Se dirigió a la ventana, apartando una cortina de un material que parecía seda pero que pesaba como plomo. La vista le cortó la respiración. No era el horizonte de grúas y tejados de uralita de su ciudad portuaria. Era un bosque de cristal y acero, rascacielos que se elevaban como agujas frías hacia un cielo de un azul despiadadamente limpio. La metrópoli financiera. El reino de Daniel. Desde esta altura, el mundo parecía ordenado, silencioso. Una mentira perfecta.

El estómago le rugió, un recordatorio visceral de que este cuerpo necesitaba combustible. En la cocina, todo era acero inoxidable y superficies de mármol blanco. Abrió la nevera. Agua embotellada, batidos verdes, yogur ecológico. Nada que un hombre pudiera masticar. Nada real. Encontró una barra de pan integral y la mordió con desprecio. Sabía a serrín y virtud.

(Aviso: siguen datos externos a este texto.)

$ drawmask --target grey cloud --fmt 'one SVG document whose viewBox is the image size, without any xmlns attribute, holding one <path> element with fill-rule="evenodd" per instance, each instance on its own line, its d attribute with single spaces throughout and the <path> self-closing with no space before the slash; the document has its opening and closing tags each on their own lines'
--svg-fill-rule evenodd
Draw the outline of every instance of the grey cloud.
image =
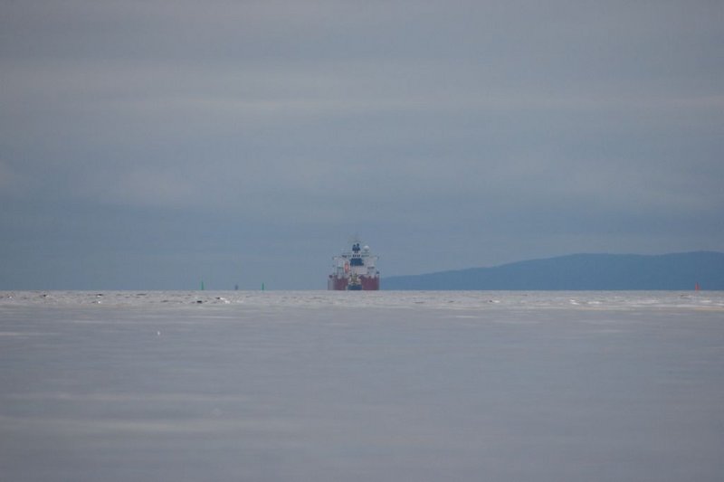
<svg viewBox="0 0 724 482">
<path fill-rule="evenodd" d="M 156 256 L 158 286 L 186 257 L 323 287 L 354 232 L 388 274 L 724 249 L 717 2 L 0 13 L 4 287 L 61 283 L 41 252 L 106 256 L 118 286 Z"/>
</svg>

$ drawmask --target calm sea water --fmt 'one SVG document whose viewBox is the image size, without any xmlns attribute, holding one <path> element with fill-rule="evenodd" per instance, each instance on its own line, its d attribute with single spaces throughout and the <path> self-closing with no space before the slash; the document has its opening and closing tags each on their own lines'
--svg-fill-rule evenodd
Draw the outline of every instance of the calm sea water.
<svg viewBox="0 0 724 482">
<path fill-rule="evenodd" d="M 724 292 L 0 292 L 0 479 L 719 481 Z"/>
</svg>

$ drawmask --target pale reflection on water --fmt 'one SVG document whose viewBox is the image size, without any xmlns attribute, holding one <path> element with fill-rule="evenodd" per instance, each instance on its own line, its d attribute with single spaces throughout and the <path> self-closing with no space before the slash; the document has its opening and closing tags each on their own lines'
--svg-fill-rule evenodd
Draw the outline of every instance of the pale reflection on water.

Su reflejo lo seguía desde cada superficie brillante. Daniel. Cada vez que lo veía, un escalofrío le recorría la espina dorsal. Era como llevar un traje hecho de la piel de otro. Un disfraz de primera categoría. Se acercó al espejo del baño, más grande que la puerta de su antiguo almacén. Se estudió. Los ojos azules, ahora inyectados en sangre, tenían una expresión que nunca había pertenecido al filántropo: una mezcla de paranoia y cálculo frío. Se tocó la mejilla. La piel era suave, bien cuidada. Débil.

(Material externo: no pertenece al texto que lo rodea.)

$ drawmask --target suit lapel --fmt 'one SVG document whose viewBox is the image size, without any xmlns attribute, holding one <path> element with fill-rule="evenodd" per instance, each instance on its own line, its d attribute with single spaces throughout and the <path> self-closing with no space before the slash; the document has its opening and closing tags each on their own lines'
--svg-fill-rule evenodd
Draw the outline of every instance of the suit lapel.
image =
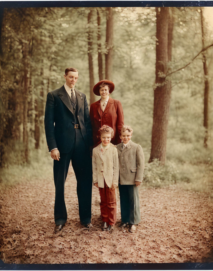
<svg viewBox="0 0 213 271">
<path fill-rule="evenodd" d="M 122 152 L 123 153 L 124 153 L 125 152 L 127 152 L 127 151 L 128 151 L 129 150 L 129 149 L 130 149 L 132 148 L 132 144 L 131 144 L 132 141 L 130 140 L 129 141 L 129 143 L 128 145 L 126 146 L 126 148 L 125 148 L 122 151 Z"/>
<path fill-rule="evenodd" d="M 119 144 L 118 145 L 117 145 L 117 148 L 118 149 L 119 151 L 121 152 L 122 152 L 122 144 Z"/>
<path fill-rule="evenodd" d="M 58 94 L 64 103 L 74 115 L 73 109 L 71 104 L 71 101 L 65 89 L 64 86 L 62 86 L 59 89 Z"/>
<path fill-rule="evenodd" d="M 95 104 L 97 106 L 97 109 L 100 117 L 100 99 L 95 102 Z"/>
<path fill-rule="evenodd" d="M 97 152 L 98 154 L 100 156 L 101 159 L 103 161 L 103 155 L 102 155 L 101 152 L 100 151 L 100 144 L 99 144 L 96 147 L 96 151 Z"/>
<path fill-rule="evenodd" d="M 76 90 L 75 90 L 75 96 L 76 98 L 77 105 L 78 107 L 78 113 L 79 112 L 80 108 L 83 104 L 83 97 L 80 93 L 79 93 Z"/>
<path fill-rule="evenodd" d="M 109 97 L 108 102 L 107 103 L 107 104 L 106 105 L 106 108 L 105 109 L 105 110 L 103 111 L 103 113 L 106 113 L 108 110 L 108 109 L 109 109 L 109 108 L 110 107 L 110 106 L 111 106 L 113 104 L 113 103 L 114 101 L 113 100 L 113 99 L 112 99 L 112 98 L 110 98 L 110 97 Z"/>
</svg>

—Treinta días —susurró su nueva voz a su reflejo. El sonido era extraño, como si otra persona estuviera hablando justo a su lado.

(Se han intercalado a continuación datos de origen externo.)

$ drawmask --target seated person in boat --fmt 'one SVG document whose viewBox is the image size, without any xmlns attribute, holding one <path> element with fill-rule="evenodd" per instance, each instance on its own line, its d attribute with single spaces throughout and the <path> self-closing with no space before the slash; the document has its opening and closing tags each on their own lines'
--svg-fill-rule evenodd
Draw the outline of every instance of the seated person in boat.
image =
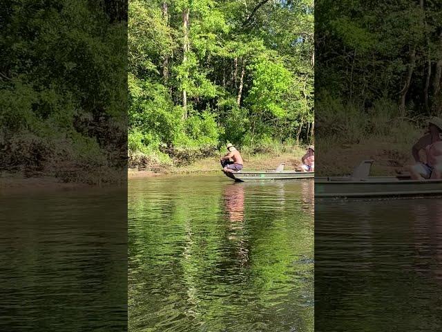
<svg viewBox="0 0 442 332">
<path fill-rule="evenodd" d="M 419 151 L 425 150 L 425 158 L 421 160 Z M 416 164 L 410 167 L 414 180 L 442 178 L 442 119 L 433 117 L 428 122 L 428 131 L 412 149 Z"/>
<path fill-rule="evenodd" d="M 315 147 L 310 145 L 307 149 L 307 154 L 302 156 L 301 161 L 302 162 L 301 165 L 302 172 L 315 171 Z"/>
<path fill-rule="evenodd" d="M 227 144 L 227 151 L 229 152 L 221 158 L 221 165 L 224 172 L 238 172 L 242 169 L 244 161 L 240 154 L 240 152 L 231 144 Z M 230 158 L 233 161 L 231 161 Z"/>
</svg>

La paranoia, su fiel y venenosa compañera, empezó a tejer sus hilos. Si él estaba aquí, en el cuerpo de Daniel, ¿dónde estaba el verdadero Daniel? ¿Había ido a parar a su cuerpo destrozado en el aparcamiento? La idea era a la vez grotesca y fascinante. Y luego, la pregunta crucial, la que hacía que sus nuevos y débiles músculos se tensaran: ¿Quién había hecho esto? ¿Y por qué?

No fue una pregunta filosófica. Fue táctica. Alguien tenía el poder de jugar con la vida y la muerte, de intercambiar almas como si fueran piezas de un tablero. Ese alguien era ahora la variable más peligrosa, un dios caprichoso observando su experimento. Pero Damián no creía en dioses. Creía en patrones, en poder, en intereses. Esto no era un milagro. Era un movimiento. Y todo movimiento dejaba un rastro.

Su mirada cayó sobre un elegante teléfono móvil de cristal y metal que descansaba en una base de carga sobre la encimera. El arma más peligrosa en esta nueva guerra. Lo deslizó. Pidió una huella dactilar. La pantalla se desbloqueó al instante. Idiota, pensó Damián con un destello de desprecio. Confía hasta en la tecnología.

Los primeros minutos los dedicó a Daniel. Correos electrónicos llenos de palabras como "sinergia", "legado" e "impacto social". Invitaciones a galas de beneficencia, mensajes de admiradores, notas de su secretaria sobre reuniones con políticos. Era la vida de un hombre que creía que el mundo podía arreglarse con dinero y buenas intenciones. Una vida de una ingenuidad que resultaba obscena.

Luego, buscó lo que realmente importaba. Las finanzas. Aplicaciones bancarias, carteras de inversión. Las cifras que aparecían en la pantalla le hicieron contener el aliento, incluso a él, que había movido millones en efectivo sucio. Esto era diferente. Esto era riqueza legítima, poder estructural. Era como cambiar una navaja por un misil nuclear.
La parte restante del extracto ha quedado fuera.